Civiltà contadina e frenesia moderna convivono nelle pagine di “Tralummescuro” di Francesco Guccini. I ricordi e il presente di Pavana, piccola frazione in cui il cantautore-scrittore abita, per raccontare la fine di un’epoca e la sofferenza che ne deriva…
Con Tralummescuro (288 pagine, 19 euro), edito da Giunti nella collana Scrittori, troviamo un Francesco Guccini in veste di paesologo, con un’opera agrodolce spalmata tra il ricordo mielato di una civiltà contadina, fatta di fatica, valori e vita semplice, mescolata alla constatazione amara di un qualcosa che non c’è più, dove la frenesia moderna, il consumismo, lo stravolgimento dei costumi sociali e culturali hanno contribuito a consegnare alle nuove generazioni un mondo più comodo da abitare, ma forse meno vero.
Case disabitate, vite dimenticate
Lontano anni luce dai lirismi di Franco Arminio, che proprio sullo spopolamento dei piccoli borghi ha costruito le fondamenta della sua poesia, Guccini, attraverso un linguaggio spesso vernacolare, ci parla di Pavana, piccola frazione di Sambuca, un tempo pullulante di vita e oggi, invece, cimitero di case disabitate e di esistenze oramai dimenticate. Dove sono finite tutte quelle genti, le loro attività, le mille dinamiche che un tempo animavano i viottoli di queste quattro casupole di montagna, pare domandarsi l’autore. La sofferenza per la fine di un’epoca destinata a non tornare è molto forte
E li vedi lassù, i tuoi boschi, verdi d’estate, un tappeto di verde scuro che ricopre tutto il Dio Appennino; rame d’autunno, secchi d’inverno gli alberi bianchi di neve, che han fatto pane e cibo per secoli, ora negletti, come spose ripudiate, come verzure senza più un senso, se non paesaggistico. E di rimpianto.

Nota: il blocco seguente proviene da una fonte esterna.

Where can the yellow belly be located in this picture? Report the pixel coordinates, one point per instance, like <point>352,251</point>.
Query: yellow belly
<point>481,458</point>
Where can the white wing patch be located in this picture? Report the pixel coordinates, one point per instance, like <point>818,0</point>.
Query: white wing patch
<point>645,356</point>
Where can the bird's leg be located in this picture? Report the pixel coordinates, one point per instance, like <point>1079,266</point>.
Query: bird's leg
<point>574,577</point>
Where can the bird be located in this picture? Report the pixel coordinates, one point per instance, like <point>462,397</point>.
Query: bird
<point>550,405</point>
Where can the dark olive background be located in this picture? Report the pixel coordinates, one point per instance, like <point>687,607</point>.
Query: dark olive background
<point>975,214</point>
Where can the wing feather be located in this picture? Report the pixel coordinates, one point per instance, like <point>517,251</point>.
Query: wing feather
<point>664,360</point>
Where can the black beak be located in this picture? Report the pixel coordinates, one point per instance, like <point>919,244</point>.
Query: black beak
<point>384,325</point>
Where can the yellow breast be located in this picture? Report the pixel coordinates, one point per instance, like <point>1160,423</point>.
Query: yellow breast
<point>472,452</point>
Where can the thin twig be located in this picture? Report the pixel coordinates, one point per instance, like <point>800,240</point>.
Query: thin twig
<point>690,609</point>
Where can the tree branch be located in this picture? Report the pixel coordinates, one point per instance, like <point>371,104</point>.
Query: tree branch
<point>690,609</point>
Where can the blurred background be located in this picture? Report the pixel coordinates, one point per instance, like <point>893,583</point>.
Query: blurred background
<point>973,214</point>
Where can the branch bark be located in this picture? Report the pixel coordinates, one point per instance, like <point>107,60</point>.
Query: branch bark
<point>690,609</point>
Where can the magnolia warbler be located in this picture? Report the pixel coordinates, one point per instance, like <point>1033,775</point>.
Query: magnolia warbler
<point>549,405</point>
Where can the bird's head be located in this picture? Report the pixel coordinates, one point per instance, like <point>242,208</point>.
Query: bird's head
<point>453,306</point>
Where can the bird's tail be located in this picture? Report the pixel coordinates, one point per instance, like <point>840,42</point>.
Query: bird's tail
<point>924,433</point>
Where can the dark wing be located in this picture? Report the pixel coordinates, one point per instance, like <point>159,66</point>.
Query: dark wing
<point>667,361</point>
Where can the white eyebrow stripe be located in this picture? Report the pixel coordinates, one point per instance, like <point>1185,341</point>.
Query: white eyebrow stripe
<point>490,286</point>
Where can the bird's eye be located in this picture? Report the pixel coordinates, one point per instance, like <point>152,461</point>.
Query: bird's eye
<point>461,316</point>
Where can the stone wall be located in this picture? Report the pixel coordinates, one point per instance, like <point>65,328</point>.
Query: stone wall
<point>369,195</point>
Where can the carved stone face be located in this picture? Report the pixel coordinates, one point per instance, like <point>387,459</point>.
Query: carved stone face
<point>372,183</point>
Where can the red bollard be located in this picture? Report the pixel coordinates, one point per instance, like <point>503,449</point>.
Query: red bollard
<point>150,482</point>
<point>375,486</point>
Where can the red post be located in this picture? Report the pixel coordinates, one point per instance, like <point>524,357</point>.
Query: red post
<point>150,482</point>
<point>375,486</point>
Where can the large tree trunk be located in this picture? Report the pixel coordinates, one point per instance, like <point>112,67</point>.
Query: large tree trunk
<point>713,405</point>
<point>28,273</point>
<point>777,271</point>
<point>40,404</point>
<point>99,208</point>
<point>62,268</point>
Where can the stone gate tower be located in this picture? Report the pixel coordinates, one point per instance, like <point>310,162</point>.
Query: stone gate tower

La grottesca e caricaturale modernità
Ma nel contempo Guccini non si esime dal criticare alcune degenerazioni della vita moderna, spesso grottesca e caricaturale: l’iper protezione verso i propri figli; lo svilimento delle festività e dell’autorità; il tutto e subito sono solo alcuni dei nuovi abiti mentali affermatisi nella molle società attuale. Quelle esistenze montanare, semplici e ignoranti, compagne dell’infanzia dell’autore, cedono ora il passo a nuove leve di giovani, completamente diversi dai loro avi che in quelle terre si sono spaccati la schiena: la vita non fa sconti per nessuno, i vecchi muoiono, la ruota gira per tutti, nulla ritorna. Quel che è stato non sarà: come la luce del giorno viene vinta dal buio della notte, così un nuovo mondo si affaccia, con tutte le incognite e le diffidenze di chi ne ha vissuto un altro, più povero, ma proprio per questo più autentico.